The Golden Palace had already nailed lumber in an X over its front door, just behind the brassy elephants that tower on pillars on either side of the roadway. By midnight, police would hit the streets to make sure all gambling had been stopped. Inside the carefully time-neutral cavern of fake gold and winking lights, Kopylov fielded calls from casino operators around Europe. They were looking to buy his equipment cheap, and he was happy to sell.
“The state unleashed a struggle against us, and this huge political pressure was brought to bear,” Kopylov said. “Then the pocket State Duma [the lower house of parliament] attacked us, and everybody attacked us.”
With the fall of communism, gambling surged into Russia, and why not? Everything was up for grabs; solid chunks of resources and cash were suddenly liquid and untraceable. Soon casinos became an icon of post-Soviet Russia: microcosms that displayed the casual cruelty of capitalism’s whims; the apparent wildness that overlay a rigid rule set and pecking order; and, of course, the game of it all, the flash and adrenaline.
In Moscow alone, according to numbers from the Assn. for Gambling Business Development, there were 38 casinos and about 500 slot halls. The vast network of gambling fed about $2 billion in taxes a year into Russia’s budget, the organization estimates. The closure leaves as many as 350,000 people jobless overnight, the association said.
The melancholy was palpable this week along the strip of casinos on Novy Arbat, a breathless ribbon of neon and beggars and slick salesmen that runs from the Moscow River to the Kremlin walls. Skateboarders hurtled through flat sheets of Russia’s relentless summer sun. Hip-hop and rock poured down over the sidewalks like rain from overhead speakers.
But inside the iconic Arbat casino, the waitresses were in a sour mood.

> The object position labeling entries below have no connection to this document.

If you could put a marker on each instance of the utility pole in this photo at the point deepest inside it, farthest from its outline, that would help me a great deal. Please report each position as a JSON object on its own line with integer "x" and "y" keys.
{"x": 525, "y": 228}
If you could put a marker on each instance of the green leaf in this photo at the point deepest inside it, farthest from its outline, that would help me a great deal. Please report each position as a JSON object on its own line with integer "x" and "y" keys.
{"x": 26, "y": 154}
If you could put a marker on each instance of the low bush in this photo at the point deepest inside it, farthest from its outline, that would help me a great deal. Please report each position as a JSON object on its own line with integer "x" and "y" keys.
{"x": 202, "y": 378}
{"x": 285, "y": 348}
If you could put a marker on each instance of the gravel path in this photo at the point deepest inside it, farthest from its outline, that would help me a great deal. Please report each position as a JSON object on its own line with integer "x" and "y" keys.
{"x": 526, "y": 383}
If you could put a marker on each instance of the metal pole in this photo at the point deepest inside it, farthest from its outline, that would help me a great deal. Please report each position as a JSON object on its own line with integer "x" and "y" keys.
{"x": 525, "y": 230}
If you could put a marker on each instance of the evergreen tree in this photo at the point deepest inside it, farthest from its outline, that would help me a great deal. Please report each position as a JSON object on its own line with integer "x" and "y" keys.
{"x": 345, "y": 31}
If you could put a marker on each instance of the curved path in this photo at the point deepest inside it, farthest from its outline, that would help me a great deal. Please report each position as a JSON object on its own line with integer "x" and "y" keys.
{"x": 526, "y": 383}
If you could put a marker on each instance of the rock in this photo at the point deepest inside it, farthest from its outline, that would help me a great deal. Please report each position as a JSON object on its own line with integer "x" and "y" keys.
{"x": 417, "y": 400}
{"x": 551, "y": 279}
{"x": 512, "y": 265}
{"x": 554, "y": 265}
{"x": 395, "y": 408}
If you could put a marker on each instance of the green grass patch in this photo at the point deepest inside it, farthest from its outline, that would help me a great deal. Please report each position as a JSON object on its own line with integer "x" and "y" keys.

“We work for tips,” one of them snapped when a tubby man in a drooping T-shirt peeled himself away from the slot machines long enough to demand a pack of cigarettes.
“I’ve been giving you tips all night!” he protested. She glared. He turned and stomped back to the slots.
The waitress, a curvy blond named Irina, shrugged. “This is my last hour. Why should I kill my legs carrying things for free?”
Employees in the Arbat refused to give their last names, explaining that they’d been warned on pain of their last paycheck not to give interviews to reporters.
The waitresses could make $1,000 in tips on a very good night, they said, and they won’t find that kind of money again soon -- especially since they think their work at casinos won’t look good to prospective employers.
A man in a tuxedo made an announcement: The last games would start at each table. The guests were encouraged to visit a related casino -- in Romania. Sitting straight in their vests, beneath the fringed lamps, the dealers looked at one another wistfully. Women with bare shoulders and pouting mouths who’d been haunting the tables -- if they weren’t prostitutes, they were dressed the part -- stubbed out their last cigarettes and slinked to the door. The gamblers hugged one another and said goodbye, cigars still dangling from their fingers.
“This is a huge stupidity,” said a mountain of a man, dressed in white from his linen shirt to his trimly tailored leather shoes. He said his name was Karen, he smirked and described himself as a “businessman” and, like the other gamblers, balked at giving his last name.
Men like Karen were skeptical. Gambling will continue somehow, he said. Some of the guys who frequented the casino thought the fix was in. They were just waiting to see how it would shake out.
This is just a rebuilding, many said, a reconsolidation of ownership. There was already talk of creating private poker clubs. For other games, many believed, there would be illegal gambling dens kept running with bribes to crooked authorities.
But around Karen, the casino was emptying out. The last, straggling gamblers took one final turn at the cashier’s desk, then made their way back toward the coat check and the street beyond.
They passed out their last tips, said their goodbyes and lurched back out into the glaring sun of a Moscow evening.